Early in the book, Hirschman quoted the conservative economist Milton Friedman, who argued that school vouchers should replace the current public-school system. “Parents could express their views about schools directly, by withdrawing their children from one school and sending them to another, to a much greater extent than is now possible,” Friedman wrote. “In general they can now take this step only by changing their place of residence. For the rest, they can express their views only through cumbrous political channels.”
This was, Hirschman wrote, a “near perfect example of the economist’s bias in favor of exit and against voice”:
In the first place, Friedman considers withdrawal or exit as the “direct” way of expressing one’s unfavorable views of an organization. A person less well trained in economics might naively suggest that the direct way of expressing views is to express them! Secondly, the decision to voice one’s views and efforts to make them prevail are contemptuously referred to by Friedman as a resort to “cumbrous political channels.” But what else is the political, and indeed the democratic, process than the digging, the use, and hopefully the slow improvement of these very channels?
Hirschman pointed out the ways in which “exit” failed to send a useful message to underperformers. Weren’t there cases where monopolists were relieved when their critics left? “Those who hold power in the lazy monopoly may actually have an interest in creating some limited opportunities for exit on the part of those whose voice might be uncomfortable,” he wrote. The worst thing that ever happened to incompetent public-school districts was the growth of private schools: they siphoned off the kind of parents who would otherwise have agitated more strongly for reform.
Beneath Hirschman’s elegant sentences, you can hear a deeper argument. Exit is passive. It is silent protest. And silent protest, for him, is too easy.”
Hirschman is arguing that the exit option allows people with resources to shirk on their civic responsibilities. As Gladwell said, if educated people know that they must send their kids to center city public schools then they will invest their time and effort to improve those schools. But everyone (including Bill Clinton, Al Gore and President Obama) does have the option to exit the public school sector if they can pay the market price for private education.
In the language of economics, Hirschman thinks that society would be better off by closing some markets and limiting personal freedom of choice. This is an interesting claim but it requires some evidence. Denying personal freedom is a dangerous path. In China today, the domestic passport system of Hukoo is being relaxed allowing more Chinese urbanites to “vote with their feet” and migrate (exit) to cities offering better opportunities. Given that “voice” is not an option in China, I have argued in my 2014 University of Chicago Press (“Blue Skies”) book that China’s growing number of urbanites need more “exit” options. Would Hirschman agree? Or would he say that if the Chinese urbanites cannot “vote with their feet” that the rise of democracy will come sooner to China’s cities because people power will seize the day? Is he right or is there another ugly potential outcome of bloody civil war? Multiple equilibria raise troubling issues. I believe that the “exit” option defuses what could be a very nasty situation.

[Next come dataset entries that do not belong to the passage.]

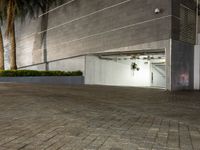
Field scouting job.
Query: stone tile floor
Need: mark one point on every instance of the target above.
(44, 117)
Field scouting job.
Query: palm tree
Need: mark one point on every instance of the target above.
(20, 9)
(1, 51)
(1, 41)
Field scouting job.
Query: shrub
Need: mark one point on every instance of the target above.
(22, 73)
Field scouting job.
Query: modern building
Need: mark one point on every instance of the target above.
(144, 43)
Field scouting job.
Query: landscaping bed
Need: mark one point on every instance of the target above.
(43, 77)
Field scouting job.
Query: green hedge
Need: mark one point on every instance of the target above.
(22, 73)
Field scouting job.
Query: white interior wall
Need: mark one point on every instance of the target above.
(109, 72)
(159, 74)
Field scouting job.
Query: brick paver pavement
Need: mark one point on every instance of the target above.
(41, 117)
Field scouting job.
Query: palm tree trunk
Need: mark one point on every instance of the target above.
(13, 63)
(1, 51)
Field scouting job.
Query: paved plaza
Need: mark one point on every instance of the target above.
(44, 117)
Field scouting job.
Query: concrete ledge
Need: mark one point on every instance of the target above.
(68, 80)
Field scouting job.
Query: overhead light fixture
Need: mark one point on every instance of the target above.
(157, 11)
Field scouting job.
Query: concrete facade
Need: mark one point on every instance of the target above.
(62, 38)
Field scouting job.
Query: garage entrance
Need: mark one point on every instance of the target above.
(140, 69)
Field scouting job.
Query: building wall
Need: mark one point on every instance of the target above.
(182, 66)
(86, 26)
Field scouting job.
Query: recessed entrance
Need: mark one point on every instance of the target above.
(140, 69)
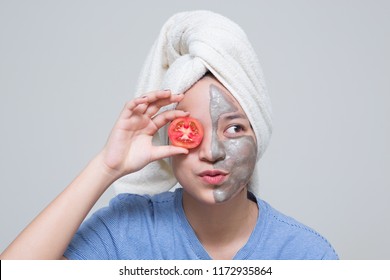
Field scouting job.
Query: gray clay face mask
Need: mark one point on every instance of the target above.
(234, 155)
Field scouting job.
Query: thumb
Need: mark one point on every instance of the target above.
(167, 151)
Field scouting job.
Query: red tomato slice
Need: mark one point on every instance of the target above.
(185, 132)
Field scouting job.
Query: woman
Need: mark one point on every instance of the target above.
(213, 77)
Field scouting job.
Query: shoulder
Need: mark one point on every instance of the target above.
(133, 203)
(296, 238)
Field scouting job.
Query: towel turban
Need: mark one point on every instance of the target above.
(189, 45)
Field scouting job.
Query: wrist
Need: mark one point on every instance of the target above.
(108, 174)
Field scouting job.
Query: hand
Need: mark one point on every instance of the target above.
(129, 147)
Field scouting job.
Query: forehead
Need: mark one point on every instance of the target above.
(197, 99)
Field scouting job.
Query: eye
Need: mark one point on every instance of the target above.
(234, 130)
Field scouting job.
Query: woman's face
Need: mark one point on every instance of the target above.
(221, 166)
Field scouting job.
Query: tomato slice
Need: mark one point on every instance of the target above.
(185, 132)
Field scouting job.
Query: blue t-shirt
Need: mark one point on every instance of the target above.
(155, 227)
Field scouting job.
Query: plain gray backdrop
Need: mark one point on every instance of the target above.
(68, 67)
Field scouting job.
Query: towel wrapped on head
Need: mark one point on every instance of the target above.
(189, 45)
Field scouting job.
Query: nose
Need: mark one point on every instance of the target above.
(211, 149)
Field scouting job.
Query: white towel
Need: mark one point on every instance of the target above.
(189, 45)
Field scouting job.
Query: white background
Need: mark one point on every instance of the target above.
(68, 67)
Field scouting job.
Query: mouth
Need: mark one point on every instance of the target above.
(213, 177)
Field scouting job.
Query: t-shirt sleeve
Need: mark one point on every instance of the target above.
(97, 237)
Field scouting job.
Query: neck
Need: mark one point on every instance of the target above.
(222, 228)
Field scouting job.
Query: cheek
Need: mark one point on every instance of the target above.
(241, 153)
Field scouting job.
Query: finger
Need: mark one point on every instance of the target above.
(158, 104)
(162, 119)
(167, 151)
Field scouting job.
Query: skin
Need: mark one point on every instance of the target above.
(221, 214)
(222, 147)
(239, 154)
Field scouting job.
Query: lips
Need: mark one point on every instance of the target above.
(213, 177)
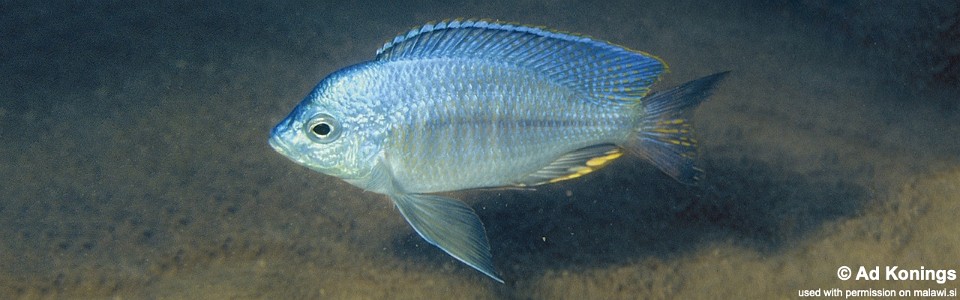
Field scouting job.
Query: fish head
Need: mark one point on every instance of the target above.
(337, 129)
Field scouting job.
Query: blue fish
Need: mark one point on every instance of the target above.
(477, 104)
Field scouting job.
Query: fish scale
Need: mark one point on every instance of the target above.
(536, 122)
(468, 103)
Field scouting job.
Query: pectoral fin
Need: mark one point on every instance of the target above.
(450, 225)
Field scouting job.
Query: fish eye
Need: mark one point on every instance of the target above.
(322, 128)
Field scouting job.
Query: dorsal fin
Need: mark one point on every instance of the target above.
(596, 68)
(573, 165)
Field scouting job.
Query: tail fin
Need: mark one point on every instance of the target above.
(664, 135)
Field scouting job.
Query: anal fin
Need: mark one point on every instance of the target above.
(573, 165)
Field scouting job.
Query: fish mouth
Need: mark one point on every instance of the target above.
(278, 145)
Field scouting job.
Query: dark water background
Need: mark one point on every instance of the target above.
(134, 161)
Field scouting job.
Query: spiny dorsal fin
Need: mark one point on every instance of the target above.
(573, 165)
(600, 69)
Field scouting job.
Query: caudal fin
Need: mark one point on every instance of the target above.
(664, 135)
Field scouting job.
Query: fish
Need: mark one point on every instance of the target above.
(472, 104)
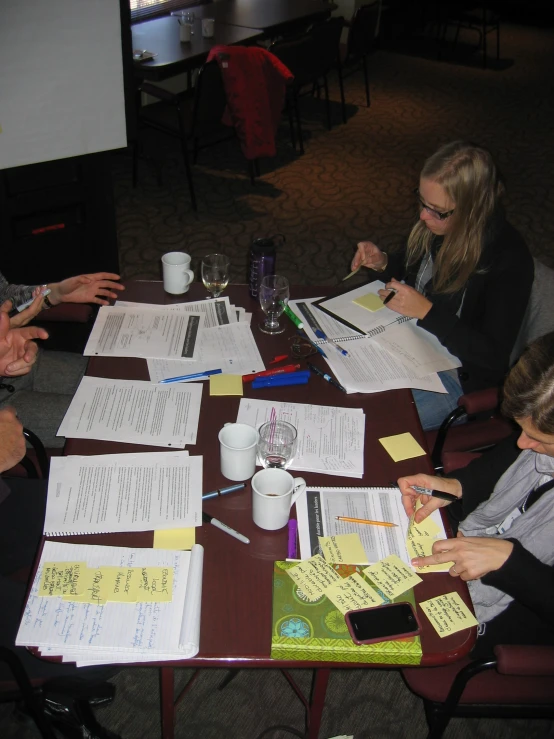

Returning to public education in the U.S, if parents know that they do not have the opt out option of “exit” and they believe that their kid is receiving a bad education, then they would start to lobby the other parents and make appointments with the Principal. Hirschman appears to believe that “voice” can influence political outcomes. I wish this was the case but is it the case? In the 2013 Mayor’s election in Los Angeles roughly 20% of the electorate voted. Is that “voice”? That’s standard free riding. In small groups, an individual’s voice could matter but in larger organizations each individual’s impact shrinks to zero.